Mortgage bonds are just like houses. They won’t sell if the owners
stubbornly refuse to drop the price. However, they can find buyers if they
acknowledge reality, and lower their expectations accordingly.
The government tells us that if these assets are held to maturity their full
value will eventually be realized, and that it is only because of a lack of
current liquidity that their value is not reflected in the market. However, as
many private transactions have shown us in recent months, these assets will
find buyers at the right price. These are not overly exotic assets but
relatively straight forward mortgage obligations. The inability to find buyers
is not a function of liquidity but simply of price. The government is seeking
to “create liquidity” by overpaying.
The government’s assumptions about the “held to maturity” value of these
mortgages completely understate the likelihood of widespread default. Some of
the “illiquid” assets represent tranches of
mortgage-backed securities that will be completely wiped out. Even the higher
quality tranches will suffer severe losses due to
mortgages that will inevitably go bad.
For example, take a $500,000 adjustable rate mortgage on a condo in Las
Vegas that has a current value of only $250,000. To
assume that this asset can be safely held to maturity is absurd, when in all
likelihood the borrower will default shortly after the rate re-sets, even if
the borrower has not yet shown signs of distress. Of course such a mortgage
would be completely illiquid if one tried to sell it anywhere near par, but
would be extremely liquid if priced to reflect a more realistic value; say 35
cents on the dollar. But if the government pays prices that fairly factors in
likely defaults, it will bankrupt the very institutions it is trying to bail
out.
Another factor that has not yet been considered is that that the government
has already indicated that it will try to avoid foreclosures by reducing the
principal and interest rates on the loans it acquires to levels current
homeowners can afford. This will immediately eliminate the delusion of the
government recouping its “investment” as even if held to maturity the mortgages
will never be worth anything close to what the government pays.

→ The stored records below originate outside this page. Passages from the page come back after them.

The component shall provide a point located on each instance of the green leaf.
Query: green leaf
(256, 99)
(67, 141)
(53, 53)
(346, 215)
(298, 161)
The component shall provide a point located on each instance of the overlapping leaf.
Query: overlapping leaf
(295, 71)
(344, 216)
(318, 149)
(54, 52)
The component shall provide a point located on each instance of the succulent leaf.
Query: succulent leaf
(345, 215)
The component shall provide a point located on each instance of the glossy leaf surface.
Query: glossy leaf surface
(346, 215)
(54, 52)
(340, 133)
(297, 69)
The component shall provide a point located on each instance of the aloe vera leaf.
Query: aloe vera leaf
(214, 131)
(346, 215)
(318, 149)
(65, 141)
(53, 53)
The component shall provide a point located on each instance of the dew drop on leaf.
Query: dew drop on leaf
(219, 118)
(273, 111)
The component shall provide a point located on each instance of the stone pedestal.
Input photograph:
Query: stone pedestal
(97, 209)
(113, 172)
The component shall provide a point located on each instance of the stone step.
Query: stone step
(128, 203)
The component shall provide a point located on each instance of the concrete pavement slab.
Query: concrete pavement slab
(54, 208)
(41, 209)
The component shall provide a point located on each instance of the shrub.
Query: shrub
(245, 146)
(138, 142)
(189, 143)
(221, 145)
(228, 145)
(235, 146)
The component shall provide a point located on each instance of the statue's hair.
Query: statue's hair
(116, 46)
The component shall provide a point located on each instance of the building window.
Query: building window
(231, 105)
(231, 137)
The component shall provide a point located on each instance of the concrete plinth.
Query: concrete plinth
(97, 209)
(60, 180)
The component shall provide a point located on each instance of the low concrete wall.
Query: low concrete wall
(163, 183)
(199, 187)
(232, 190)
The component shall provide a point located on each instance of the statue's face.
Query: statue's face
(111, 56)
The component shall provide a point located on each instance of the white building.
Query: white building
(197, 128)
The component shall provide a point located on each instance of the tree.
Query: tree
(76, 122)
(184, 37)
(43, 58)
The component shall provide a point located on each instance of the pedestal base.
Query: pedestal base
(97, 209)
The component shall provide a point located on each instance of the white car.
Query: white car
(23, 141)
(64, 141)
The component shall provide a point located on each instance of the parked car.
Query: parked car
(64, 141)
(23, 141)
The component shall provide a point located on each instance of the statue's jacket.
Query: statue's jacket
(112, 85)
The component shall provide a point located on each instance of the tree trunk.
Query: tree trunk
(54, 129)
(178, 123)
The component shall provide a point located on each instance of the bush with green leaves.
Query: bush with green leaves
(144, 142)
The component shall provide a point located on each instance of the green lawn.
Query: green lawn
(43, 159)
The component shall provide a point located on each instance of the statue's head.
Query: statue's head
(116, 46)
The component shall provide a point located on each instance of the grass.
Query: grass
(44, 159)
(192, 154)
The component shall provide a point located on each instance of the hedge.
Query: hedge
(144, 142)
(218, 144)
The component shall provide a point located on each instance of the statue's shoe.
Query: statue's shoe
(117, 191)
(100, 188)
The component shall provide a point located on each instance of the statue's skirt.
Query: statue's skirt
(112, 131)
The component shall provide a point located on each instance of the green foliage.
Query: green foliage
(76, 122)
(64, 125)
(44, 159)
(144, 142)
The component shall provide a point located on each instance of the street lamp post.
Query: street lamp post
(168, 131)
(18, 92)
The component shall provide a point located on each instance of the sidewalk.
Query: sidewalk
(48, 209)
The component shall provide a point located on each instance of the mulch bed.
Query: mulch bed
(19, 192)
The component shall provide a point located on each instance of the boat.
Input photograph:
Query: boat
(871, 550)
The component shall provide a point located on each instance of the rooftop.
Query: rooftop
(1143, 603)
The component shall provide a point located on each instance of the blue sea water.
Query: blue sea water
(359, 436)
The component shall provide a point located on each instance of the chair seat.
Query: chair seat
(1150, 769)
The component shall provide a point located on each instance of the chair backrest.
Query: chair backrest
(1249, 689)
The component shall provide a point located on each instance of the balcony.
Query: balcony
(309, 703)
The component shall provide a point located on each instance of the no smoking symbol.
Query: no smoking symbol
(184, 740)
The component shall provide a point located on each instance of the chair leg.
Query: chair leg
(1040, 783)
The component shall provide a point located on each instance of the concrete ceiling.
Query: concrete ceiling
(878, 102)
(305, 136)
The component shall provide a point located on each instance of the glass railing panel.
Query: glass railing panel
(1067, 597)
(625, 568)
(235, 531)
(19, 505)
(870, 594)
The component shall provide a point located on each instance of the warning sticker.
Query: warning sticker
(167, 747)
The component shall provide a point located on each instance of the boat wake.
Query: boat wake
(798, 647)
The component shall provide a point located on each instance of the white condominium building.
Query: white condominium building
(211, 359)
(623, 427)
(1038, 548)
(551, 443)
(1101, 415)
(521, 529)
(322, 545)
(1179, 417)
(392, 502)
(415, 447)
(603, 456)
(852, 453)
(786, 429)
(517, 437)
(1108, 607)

Also missing in the discussion is the concept of the time value of money.
Even if a substantial percentage of the $700 billion is eventually recovered,
it will still represent a huge loss for taxpayers who theoretically have to
come up with the cash today to buy the mortgages. Further, the inflationary
nature of the bailout ensures a substantial rise in long term interest rates.
This will further suppress the present values of the low coupon mortgages the
government will be restructuring.
The moral hazard implicit in the government’s willingness to re-write
troubled mortgages ensures that the plan will spark a wave of new delinquencies
by borrowers looking to cash in on the windfall. Since troubled loans will no
longer be foreclosed by lenders but instead sold to the government, the
rational choice for many homeowners will be to stop making their mortgage
payments and wait for a better deal from the government. This reality will
eventually push the cost of this bailout well above $2 trillion.
In addition to the government bailout, distressed lenders are looking to the
suspension of “mark to market” accounting rules as a means of salvation. These
rules require institutions to value their mortgage assets according to the most
recently traded price. However, suspending these rules will not make the losses
go away. Rather it will simply allow lenders to pretend that the losses do not
exist.
Armed with such fantasies, banks could pretend that their mortgage assets
had more value, and that their balance sheets were well capitalized. They would
not need to raise more capital in order to fund new loans. But, just as a
person with no sensitivity to pain runs the risk of catastrophic injury, such a
move would encourage financial institutions to take greater risks which, in the
end, will produce more bankruptcies and greater losses.
In fact, the Senate version of the bailout bill, which authorizes a
suspension of mark- to-market, also increases the dollar limit on FDIC insured
deposits from $100,000 to $250,000 (with no extra money budgeted to fund the
increased taxpayer liability). Only in Washington
would a bill pass which simultaneous makes banks more likely to fail while
increasing taxpayer exposure when they do!